As the 2023 proxy voting season closes, UK company boards are reflecting on the changes brought about by the Financial Reporting Council’s (FRC) Pre-Emption Group’s new guidance on pre-emptive rights, under which existing shareholders can purchase newly issued shares before third parties can.
The Pre-Emption Group’s revised guidance has now doubled the amount of shares UK-listed companies can request approval for—up from 10% to 20% of issued share capital—bypassing pre-emptive rights that would otherwise give current shareholders priority. This requires shareholder approval through a special resolution with 75% support.
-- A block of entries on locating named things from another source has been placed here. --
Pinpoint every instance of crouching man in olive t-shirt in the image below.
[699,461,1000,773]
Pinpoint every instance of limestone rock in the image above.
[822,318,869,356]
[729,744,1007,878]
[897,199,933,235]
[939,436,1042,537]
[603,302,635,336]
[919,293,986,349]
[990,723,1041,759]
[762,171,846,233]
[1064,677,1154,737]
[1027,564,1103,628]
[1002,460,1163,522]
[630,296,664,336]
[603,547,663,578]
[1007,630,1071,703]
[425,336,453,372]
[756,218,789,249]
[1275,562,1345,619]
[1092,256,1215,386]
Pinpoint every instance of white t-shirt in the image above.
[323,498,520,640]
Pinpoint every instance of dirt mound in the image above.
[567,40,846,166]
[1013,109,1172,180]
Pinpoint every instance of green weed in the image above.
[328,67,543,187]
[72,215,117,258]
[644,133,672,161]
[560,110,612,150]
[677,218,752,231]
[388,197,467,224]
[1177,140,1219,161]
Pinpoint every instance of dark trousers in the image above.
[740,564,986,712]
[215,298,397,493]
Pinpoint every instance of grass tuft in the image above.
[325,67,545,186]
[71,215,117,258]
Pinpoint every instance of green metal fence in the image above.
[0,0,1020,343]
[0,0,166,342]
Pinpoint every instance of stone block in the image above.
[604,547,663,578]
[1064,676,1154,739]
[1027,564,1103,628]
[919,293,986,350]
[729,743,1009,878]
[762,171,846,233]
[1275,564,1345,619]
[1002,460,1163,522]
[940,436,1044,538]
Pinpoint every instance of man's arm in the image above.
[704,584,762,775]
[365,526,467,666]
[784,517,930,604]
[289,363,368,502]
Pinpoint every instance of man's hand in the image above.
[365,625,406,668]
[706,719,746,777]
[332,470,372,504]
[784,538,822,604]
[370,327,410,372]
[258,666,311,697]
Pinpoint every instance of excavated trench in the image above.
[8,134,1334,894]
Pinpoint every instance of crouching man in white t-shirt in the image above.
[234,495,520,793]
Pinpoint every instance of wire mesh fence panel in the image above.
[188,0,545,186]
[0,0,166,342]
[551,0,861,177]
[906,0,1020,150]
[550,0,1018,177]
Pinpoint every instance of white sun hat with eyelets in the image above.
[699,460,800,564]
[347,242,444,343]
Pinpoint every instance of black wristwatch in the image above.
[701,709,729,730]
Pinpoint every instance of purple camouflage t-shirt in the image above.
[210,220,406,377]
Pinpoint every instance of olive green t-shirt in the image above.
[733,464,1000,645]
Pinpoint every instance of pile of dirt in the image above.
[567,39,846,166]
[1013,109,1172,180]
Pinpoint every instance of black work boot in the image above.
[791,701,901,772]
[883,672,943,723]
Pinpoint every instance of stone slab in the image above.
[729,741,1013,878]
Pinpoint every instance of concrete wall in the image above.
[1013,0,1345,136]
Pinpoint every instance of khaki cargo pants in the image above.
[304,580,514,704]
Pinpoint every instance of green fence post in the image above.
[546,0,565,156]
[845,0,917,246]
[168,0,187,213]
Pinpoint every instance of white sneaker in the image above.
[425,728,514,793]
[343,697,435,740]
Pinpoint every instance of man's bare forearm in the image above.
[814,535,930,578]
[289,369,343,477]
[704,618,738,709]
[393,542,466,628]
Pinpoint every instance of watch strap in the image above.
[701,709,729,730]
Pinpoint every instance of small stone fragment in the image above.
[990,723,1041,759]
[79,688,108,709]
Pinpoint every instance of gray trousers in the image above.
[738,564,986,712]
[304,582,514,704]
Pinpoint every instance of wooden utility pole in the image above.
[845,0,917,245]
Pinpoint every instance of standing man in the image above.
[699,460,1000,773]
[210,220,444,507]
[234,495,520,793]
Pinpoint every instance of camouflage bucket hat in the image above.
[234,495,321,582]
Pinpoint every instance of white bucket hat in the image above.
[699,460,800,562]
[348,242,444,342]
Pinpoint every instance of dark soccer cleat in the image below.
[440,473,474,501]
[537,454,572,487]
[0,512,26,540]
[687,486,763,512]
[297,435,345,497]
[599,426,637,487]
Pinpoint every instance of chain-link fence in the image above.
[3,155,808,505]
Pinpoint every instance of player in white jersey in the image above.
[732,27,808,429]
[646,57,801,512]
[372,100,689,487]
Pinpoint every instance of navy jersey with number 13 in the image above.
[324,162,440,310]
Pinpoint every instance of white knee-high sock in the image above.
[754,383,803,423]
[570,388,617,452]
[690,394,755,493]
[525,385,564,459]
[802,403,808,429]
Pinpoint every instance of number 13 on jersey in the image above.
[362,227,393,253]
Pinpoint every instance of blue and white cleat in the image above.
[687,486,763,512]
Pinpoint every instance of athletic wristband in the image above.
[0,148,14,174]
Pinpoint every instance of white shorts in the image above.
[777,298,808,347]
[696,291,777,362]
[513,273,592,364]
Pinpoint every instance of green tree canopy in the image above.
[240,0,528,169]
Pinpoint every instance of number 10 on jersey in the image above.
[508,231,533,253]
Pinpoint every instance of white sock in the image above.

The 20% threshold is split into two components: 10% for general authority and 10% specifically for acquisitions or specified capital investments.
Understanding pre-emptive rights
Pre-emptive rights help to safeguard and prevent excessive dilution of shareholder investments and allow existing shareholders to have some control over any potential new investors. Each new issuance of shares to new investors reduces the percentage of equity owned by existing investors.
Historically, the yearly limits of the authority sought for non-pre-emptive or disapplication issues was up to 10% of issued share capital.
During the Covid-19 pandemic, the Pre-Emption Group temporarily raised thresholds for disapplication, allowing companies to issue up to 20% of issued capital. This provisional measure offered UK-listed companies a secondary capital-raising option to potentially offset the results of business challenges caused by the pandemic.
The Pre-Emption Group made this measure permanent in November 2022 following a review of UK Secondary Capital Raising by the Treasury.
To gain more support, companies must demonstrate responsible use of the new authority to issue shares without pre-emption rights. The revised guidelines offer a pathway to long-term success and resilience. Board members of major UK companies will want to optimise this change to help them navigate the ever-evolving market effectively and remain competitive.
However, while companies seek to have these authorities in place, in most cases the approvals are almost never used to issue shares. The intention behind the disapplication is to provide flexibility in case the need arises, rather than a guarantee of issuing new shares.
Responses from proxy advisers and investors
Proxy advisers, such as Institutional Shareholder Services (ISS) and Glass Lewis, quickly adopted the new Pre-Emption Group guidance as standard.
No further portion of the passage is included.